Kátia Côco representa ABAR em audiência da ANA sobre contratos de programa

126

Diretora da entidade e coordenadora da CTSan apresentou as principais preocupações da ABAR em debate sobre nova norma de referência para o setor de saneamento

A diretora Kátia Muniz Côco representou a ABAR (Associação Brasileira de Agências de Regulação) na audiência pública realizada pela ANA (Agência Nacional de Águas e Saneamento Básico) na quinta-feira (2/9) sobre “Aperfeiçoamento dos contratos de programa para abastecimento de água e esgotamento sanitário”.

Promovida com o objetivo de receber sugestões da sociedade sobre os principais aspectos dos contratos de programa que devem ser aprimorados para se adaptarem ao novo marco legal do saneamento, a audiência foi presidida pela diretora-presidente da ANA, Christianne Dias, e teve como moderador o superintendente de Regulação Econômica da agência, Carlos Motta.

Na qualidade de diretora da ABAR e também coordenadora da Câmara Técnica de Saneamento Básico, Recursos Hídricos e Saúde (CTSan) da entidade, Kátia Côco destacou os aspectos que a ABAR considera mais relevantes na discussão sobre o tema. Antes, porém, fez uma crítica à mudança de procedimento por parte da ANA no processo de elaboração de normas de referência.

“Nós, reguladores, valorizamos toda forma de controle social. No entanto, fomos surpreendidos na semana passada com a divulgação desta audiência pública, porque isso não estava previsto nos outros procedimentos adotados pela ANA para a elaboração das normas de referência”, observou. “Sentimos a necessidade de que a ANA estabeleça um procedimento factível de elaboração destas normas, para que todas as instituições de interesse se organizem para participar dos procedimentos de controle social”, completou a diretora da ABAR.

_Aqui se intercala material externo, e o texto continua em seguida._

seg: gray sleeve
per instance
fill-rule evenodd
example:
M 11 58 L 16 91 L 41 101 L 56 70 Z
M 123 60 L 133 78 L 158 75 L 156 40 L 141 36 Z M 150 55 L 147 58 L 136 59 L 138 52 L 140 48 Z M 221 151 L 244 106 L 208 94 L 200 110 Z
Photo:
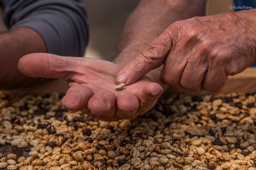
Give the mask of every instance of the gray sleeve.
M 82 0 L 0 0 L 3 19 L 11 29 L 27 27 L 37 32 L 47 52 L 83 56 L 88 37 Z

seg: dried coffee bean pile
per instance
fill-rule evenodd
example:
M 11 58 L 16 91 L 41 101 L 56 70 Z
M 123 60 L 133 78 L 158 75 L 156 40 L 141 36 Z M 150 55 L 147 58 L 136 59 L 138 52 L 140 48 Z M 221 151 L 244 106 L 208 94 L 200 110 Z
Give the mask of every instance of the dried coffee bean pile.
M 31 147 L 0 153 L 0 168 L 256 169 L 255 93 L 174 95 L 116 122 L 68 112 L 63 96 L 0 94 L 0 149 Z

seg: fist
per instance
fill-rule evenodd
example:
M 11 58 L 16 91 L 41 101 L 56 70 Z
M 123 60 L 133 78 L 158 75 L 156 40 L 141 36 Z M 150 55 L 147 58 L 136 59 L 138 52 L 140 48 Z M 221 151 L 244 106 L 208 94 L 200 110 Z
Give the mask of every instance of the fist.
M 255 10 L 196 17 L 171 25 L 118 74 L 129 85 L 163 64 L 159 78 L 180 90 L 217 92 L 228 76 L 256 62 Z

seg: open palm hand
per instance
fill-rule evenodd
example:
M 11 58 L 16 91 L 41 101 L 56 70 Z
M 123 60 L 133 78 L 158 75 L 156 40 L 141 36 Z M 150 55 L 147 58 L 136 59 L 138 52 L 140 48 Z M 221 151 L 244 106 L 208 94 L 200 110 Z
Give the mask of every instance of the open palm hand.
M 34 53 L 21 58 L 18 67 L 28 76 L 69 82 L 63 106 L 105 121 L 132 119 L 142 115 L 153 107 L 163 91 L 160 85 L 146 76 L 116 91 L 116 77 L 121 68 L 93 58 Z

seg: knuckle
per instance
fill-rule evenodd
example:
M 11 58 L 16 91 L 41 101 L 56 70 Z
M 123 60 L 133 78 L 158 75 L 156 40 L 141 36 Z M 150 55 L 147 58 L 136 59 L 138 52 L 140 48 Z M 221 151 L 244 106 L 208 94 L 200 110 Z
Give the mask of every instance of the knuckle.
M 163 82 L 169 86 L 172 86 L 174 85 L 173 82 L 171 80 L 169 75 L 165 72 L 162 73 L 161 75 L 161 80 Z

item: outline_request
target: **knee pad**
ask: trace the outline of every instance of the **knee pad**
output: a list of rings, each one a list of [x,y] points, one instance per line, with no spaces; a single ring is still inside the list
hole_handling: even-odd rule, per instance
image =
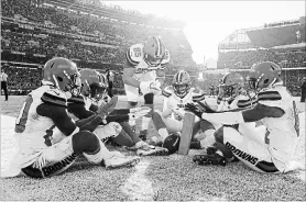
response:
[[[95,133],[100,139],[105,139],[108,137],[116,137],[122,131],[122,127],[117,122],[110,122],[107,125],[99,126],[95,130]]]
[[[135,108],[138,105],[138,102],[128,102],[129,108]]]
[[[152,117],[153,112],[154,112],[154,105],[153,104],[144,104],[144,106],[151,108],[151,111],[147,112],[147,114],[145,114],[144,117]]]
[[[89,132],[81,131],[74,134],[73,139],[73,149],[76,154],[80,153],[95,153],[100,149],[100,142],[98,137]]]
[[[166,124],[164,123],[164,121],[159,112],[153,112],[152,120],[153,120],[153,123],[157,131],[160,128],[166,128]]]
[[[200,120],[200,128],[203,130],[203,132],[207,131],[207,130],[215,130],[215,126],[206,120]]]
[[[223,126],[221,126],[220,128],[218,128],[216,132],[215,132],[215,138],[216,138],[216,142],[217,143],[220,143],[220,144],[225,144],[223,143]]]
[[[144,104],[153,104],[153,101],[154,101],[153,93],[144,94],[143,98],[144,98]]]

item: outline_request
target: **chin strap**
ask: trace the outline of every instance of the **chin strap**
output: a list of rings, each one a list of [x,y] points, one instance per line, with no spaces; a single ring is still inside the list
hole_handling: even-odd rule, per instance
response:
[[[242,112],[203,113],[201,119],[227,125],[244,123]]]

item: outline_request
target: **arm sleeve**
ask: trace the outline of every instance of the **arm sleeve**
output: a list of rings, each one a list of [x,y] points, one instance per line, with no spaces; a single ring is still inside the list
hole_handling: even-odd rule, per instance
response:
[[[245,122],[256,122],[264,117],[281,117],[284,111],[275,106],[266,106],[263,104],[256,104],[254,108],[240,111],[240,112],[223,112],[223,113],[203,113],[204,120],[233,125]]]
[[[50,117],[66,136],[72,135],[77,127],[72,117],[69,117],[67,109],[63,105],[42,103],[37,106],[36,112],[39,115]]]
[[[172,109],[168,106],[168,98],[164,98],[163,116],[167,117],[172,114]]]
[[[87,119],[95,114],[95,112],[85,109],[85,104],[81,103],[70,103],[68,104],[68,111],[73,113],[77,119]]]
[[[92,111],[92,112],[97,112],[99,109],[98,105],[96,104],[91,104],[89,110]],[[130,109],[114,109],[110,114],[109,116],[111,115],[114,115],[114,114],[129,114],[130,113]]]
[[[121,115],[109,115],[107,116],[107,123],[110,123],[110,122],[117,122],[117,123],[121,123],[121,122],[128,122],[130,120],[129,115],[128,114],[121,114]]]

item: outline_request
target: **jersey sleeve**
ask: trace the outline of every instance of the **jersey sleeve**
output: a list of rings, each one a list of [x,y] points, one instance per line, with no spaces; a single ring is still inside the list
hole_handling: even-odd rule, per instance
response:
[[[252,97],[250,99],[245,98],[245,99],[238,100],[237,106],[238,108],[249,108],[256,103],[258,103],[258,97]]]
[[[258,94],[258,103],[282,108],[282,96],[278,91],[264,91]]]
[[[43,103],[67,108],[66,96],[58,89],[50,89],[45,91],[41,100],[43,101]]]
[[[171,58],[170,50],[166,49],[165,56],[164,56],[164,58],[163,58],[163,60],[161,63],[161,66],[162,67],[166,66],[170,63],[170,58]]]
[[[127,66],[135,67],[142,59],[142,46],[140,44],[132,45],[125,53]]]
[[[201,102],[205,100],[205,93],[200,89],[192,89],[193,90],[193,102]]]
[[[163,116],[167,117],[172,114],[172,109],[170,108],[170,99],[164,98],[164,104],[163,104]]]
[[[68,103],[78,103],[78,104],[84,104],[85,105],[85,100],[84,100],[83,96],[72,97],[67,101],[68,101]]]
[[[173,94],[173,87],[168,86],[162,90],[162,96],[170,98]]]

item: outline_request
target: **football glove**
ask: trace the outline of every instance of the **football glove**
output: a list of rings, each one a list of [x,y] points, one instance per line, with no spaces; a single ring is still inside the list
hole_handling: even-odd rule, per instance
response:
[[[198,104],[200,109],[204,110],[205,113],[216,113],[216,111],[209,108],[206,102],[205,103],[198,102]]]
[[[130,113],[129,113],[129,121],[138,120],[138,119],[146,115],[150,111],[151,111],[151,108],[149,108],[149,106],[131,109]]]
[[[140,90],[143,94],[154,93],[155,96],[162,93],[161,82],[157,80],[154,81],[142,81],[140,83]]]
[[[205,112],[203,109],[200,109],[197,104],[195,103],[187,103],[185,105],[185,110],[194,113],[196,116],[201,119],[201,114]]]

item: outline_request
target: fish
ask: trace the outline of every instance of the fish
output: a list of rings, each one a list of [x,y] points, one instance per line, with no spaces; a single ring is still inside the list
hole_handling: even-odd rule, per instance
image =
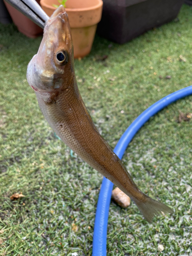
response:
[[[56,135],[129,196],[148,222],[155,215],[173,212],[139,190],[94,124],[77,86],[70,27],[62,6],[46,22],[37,53],[28,64],[27,78]]]

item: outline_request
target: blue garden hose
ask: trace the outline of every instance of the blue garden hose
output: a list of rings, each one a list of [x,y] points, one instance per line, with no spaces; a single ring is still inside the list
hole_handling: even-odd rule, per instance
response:
[[[192,86],[179,90],[157,101],[145,110],[124,133],[114,152],[122,158],[136,133],[150,118],[171,103],[192,94]],[[93,242],[93,256],[106,255],[106,232],[109,210],[113,184],[104,177],[100,190],[95,216]]]

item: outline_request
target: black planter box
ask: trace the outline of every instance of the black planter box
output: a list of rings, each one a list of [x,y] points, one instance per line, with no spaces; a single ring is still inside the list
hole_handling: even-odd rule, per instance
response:
[[[119,44],[176,18],[184,0],[103,0],[101,36]]]
[[[188,5],[192,5],[192,0],[185,0],[185,4]]]

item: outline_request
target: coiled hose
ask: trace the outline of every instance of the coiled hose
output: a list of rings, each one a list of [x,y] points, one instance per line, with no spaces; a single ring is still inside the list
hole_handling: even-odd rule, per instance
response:
[[[124,133],[114,152],[121,159],[136,133],[150,118],[176,100],[192,94],[192,86],[179,90],[157,101],[140,115]],[[93,256],[106,255],[106,233],[109,210],[113,184],[104,177],[100,190],[95,216]]]

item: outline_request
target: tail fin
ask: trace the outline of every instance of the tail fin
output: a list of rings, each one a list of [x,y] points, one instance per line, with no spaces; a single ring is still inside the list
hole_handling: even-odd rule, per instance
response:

PRINCIPAIS OBSERVAÇÕES DA ABAR

Katia Côco lembrou que a norma de referência em discussão no momento deve versar exclusivamente sobre as adaptações que os contratos de programa precisam sofrer para atender ao artigo 11B do novo marco legal do saneamento, de forma a que, em 2023, o Brasil tenha 99% de cobertura de água e 90% de cobertura de esgoto. “Este é o foco principal da ABAR para esta norma de referência”, ressaltou.

Além disso, a diretora propôs que sejam definidas metas e critérios de acompanhamento, inclusive dos investimentos necessários para atender às metas. “Precisamos, ainda, ter critérios pós acompanhamento de metas, caso elas não sejam atingidas: procedimentos de aplicação de penalidades, processos sancionatórios definidos nos contratos, e até mesmo procedimentos de encerramento contratual caso as metas não sejam atingidas. É preciso discutir também critérios de indenização de ativos e outras formas de reequilíbrio e encerramento contratual”, destacou.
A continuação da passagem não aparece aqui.